Whereto I thus replied:
"Each fisherman can wish
That all the seas at every tide
Were his alone to fish;

Each man wished that he had no competition.

"And so did I, in vain;
But since it may not be,
Let such fish there as find the gain,
And leave the loss to me.

I did wished that, but was unsuccessful, I had a competitor.
Let such as her have him and leave me with a loss.

"And with such luck and loss
I will content myself,
Till tides of turning time may toss
Such fishers on the shelf.

I'm content to accept my bad luck and loss, and who knows, in time men such as him, an adulterer, may be discovered.


"And when they stick on sands,
That every man may see,
Then I will laugh and clap my hands,
As they do now at me."

And when they are found out and publicly humiliated for all man to see.
Then I will laugh at them as they now do me.



Edited 1 time(s). Last edit at 03/15/2006 12:26AM by Debutant.


Re: Decoding Gascoigne
Posted by: Marty (192.168.128.---)
Date: March 15, 2006 01:58AM

And what if I did then?
Are you aggrieved therefore?
The sea hath fish for every man,
And what would you have more?"

(Wouldn't you also like to have more than just one lover?)

Thus did my mistress once
Amaze my mind with doubt;
And popped a question for the nonce,
To beat my brains about.

(This question bothered me. "doubt" about her feelings for him, or his own pertaining to the subject? I dunno)

Whereto I thus replied:
"Each fisherman can wish
That all the seas at every tide
Were his alone to fish;

(We can wish that we can have whomever we want whenever we want them, take matters of love lightly and carelessly)

"And so did I, in vain;
But since it may not be,
Let such fish there as find the gain,
And leave the loss to me.

(But I fell in love with you and couldn't do that...I fooled around and fell in love? So lucky for all the women whose hearts I didn't break - but ironically, I'm losing you now)

"And with such luck and loss
I will content myself,
Till tides of turning time may toss
Such fishers on the shelf.

(I'll eat crow now - it's funny how things turn out, isn't it? But in time, people who play this game end up alone)

"And when they stick on sands,
That every man may see,
Then I will laugh and clap my hands,
As they do now at me."

(And though I'm the humiliated one now, it will be someone else later)

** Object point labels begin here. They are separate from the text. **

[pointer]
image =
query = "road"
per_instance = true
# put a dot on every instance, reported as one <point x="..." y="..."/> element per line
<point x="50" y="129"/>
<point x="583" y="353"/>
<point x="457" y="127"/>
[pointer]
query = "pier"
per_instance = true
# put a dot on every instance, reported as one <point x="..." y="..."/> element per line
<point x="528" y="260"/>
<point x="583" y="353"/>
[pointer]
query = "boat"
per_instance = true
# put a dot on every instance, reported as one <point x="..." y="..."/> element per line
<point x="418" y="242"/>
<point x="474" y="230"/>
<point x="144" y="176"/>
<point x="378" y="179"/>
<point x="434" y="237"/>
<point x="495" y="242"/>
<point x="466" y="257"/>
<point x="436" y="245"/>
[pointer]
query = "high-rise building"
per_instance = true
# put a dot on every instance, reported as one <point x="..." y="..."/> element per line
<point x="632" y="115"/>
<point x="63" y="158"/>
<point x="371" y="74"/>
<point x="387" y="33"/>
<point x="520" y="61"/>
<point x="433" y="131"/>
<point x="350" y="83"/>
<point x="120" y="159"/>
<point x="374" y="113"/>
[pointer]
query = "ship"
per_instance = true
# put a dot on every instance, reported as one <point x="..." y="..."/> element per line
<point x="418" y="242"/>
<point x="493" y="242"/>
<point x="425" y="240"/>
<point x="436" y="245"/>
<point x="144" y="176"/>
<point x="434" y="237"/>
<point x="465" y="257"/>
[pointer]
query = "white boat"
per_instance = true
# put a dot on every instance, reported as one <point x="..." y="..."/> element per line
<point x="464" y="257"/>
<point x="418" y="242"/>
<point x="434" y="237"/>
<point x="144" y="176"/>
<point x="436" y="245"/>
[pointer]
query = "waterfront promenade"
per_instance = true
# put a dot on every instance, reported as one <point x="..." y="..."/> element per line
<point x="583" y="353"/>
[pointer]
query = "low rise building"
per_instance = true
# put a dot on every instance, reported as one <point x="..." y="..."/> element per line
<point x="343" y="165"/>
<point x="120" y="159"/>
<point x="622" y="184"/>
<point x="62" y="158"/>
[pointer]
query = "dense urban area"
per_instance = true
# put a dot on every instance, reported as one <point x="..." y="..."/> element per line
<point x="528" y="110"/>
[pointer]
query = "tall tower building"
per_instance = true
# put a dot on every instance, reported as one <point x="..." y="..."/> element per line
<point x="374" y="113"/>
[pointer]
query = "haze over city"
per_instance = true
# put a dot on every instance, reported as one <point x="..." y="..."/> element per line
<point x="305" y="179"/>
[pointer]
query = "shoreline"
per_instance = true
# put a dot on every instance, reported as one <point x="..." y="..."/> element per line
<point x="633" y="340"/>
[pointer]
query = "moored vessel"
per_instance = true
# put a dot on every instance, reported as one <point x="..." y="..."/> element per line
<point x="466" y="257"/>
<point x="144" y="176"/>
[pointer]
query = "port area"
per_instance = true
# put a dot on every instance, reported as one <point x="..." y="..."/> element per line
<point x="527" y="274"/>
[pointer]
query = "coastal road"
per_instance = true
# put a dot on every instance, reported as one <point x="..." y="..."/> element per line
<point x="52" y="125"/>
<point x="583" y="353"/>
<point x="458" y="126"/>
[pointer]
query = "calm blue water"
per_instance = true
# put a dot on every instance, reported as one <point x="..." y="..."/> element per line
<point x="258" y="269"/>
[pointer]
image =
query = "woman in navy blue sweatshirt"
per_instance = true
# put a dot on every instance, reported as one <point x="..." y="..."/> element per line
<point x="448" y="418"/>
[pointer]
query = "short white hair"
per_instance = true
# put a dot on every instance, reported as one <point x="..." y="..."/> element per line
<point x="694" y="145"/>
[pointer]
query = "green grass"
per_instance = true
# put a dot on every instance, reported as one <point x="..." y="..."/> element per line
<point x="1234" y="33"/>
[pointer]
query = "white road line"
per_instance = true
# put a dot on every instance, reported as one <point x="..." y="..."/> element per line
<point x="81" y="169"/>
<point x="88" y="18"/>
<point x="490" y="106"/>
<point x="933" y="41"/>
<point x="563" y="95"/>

Or, as Les said, what goes around, comes around.


Re: Decoding Gascoigne
Posted by: Hugh Clary (192.168.128.---)
Date: March 15, 2006 12:07PM

I remember from my time spent in Germany the term schadenfreude, which I do not believe exists in other languages: taking pleasure in someone else's misfortune!


Re: Decoding Gascoigne
Posted by: JohnnySansCulo (192.168.128.---)
Date: March 15, 2006 01:16PM

A Gift Horse
Posted by: JohnnySansCulo (192.168.128.---)
Date: August 19, 2005 12:42PM


Emotion frayed
defection toyed
I almost slipped
into the void
until i heard
what I enjoyed
and sang an ode
to Schadenfreude


Re: Decoding Gascoigne
Posted by: Desi (Moderator)
Date: March 15, 2006 04:10PM

uh, sorry to say, we have a word for that in Dutch too: leedvermaak.


Re: Decoding Gascoigne
Posted by: JohnnySansCulo (192.168.128.---)
Date: March 15, 2006 04:45PM

What does "blijdschap" mean?


Re: Decoding Gascoigne
Posted by: Desi (Moderator)
Date: March 15, 2006 06:19PM

gladness, happiness.
Why?

Edited 1 time(s). Last edit at 03/15/2006 06:50PM by Desi.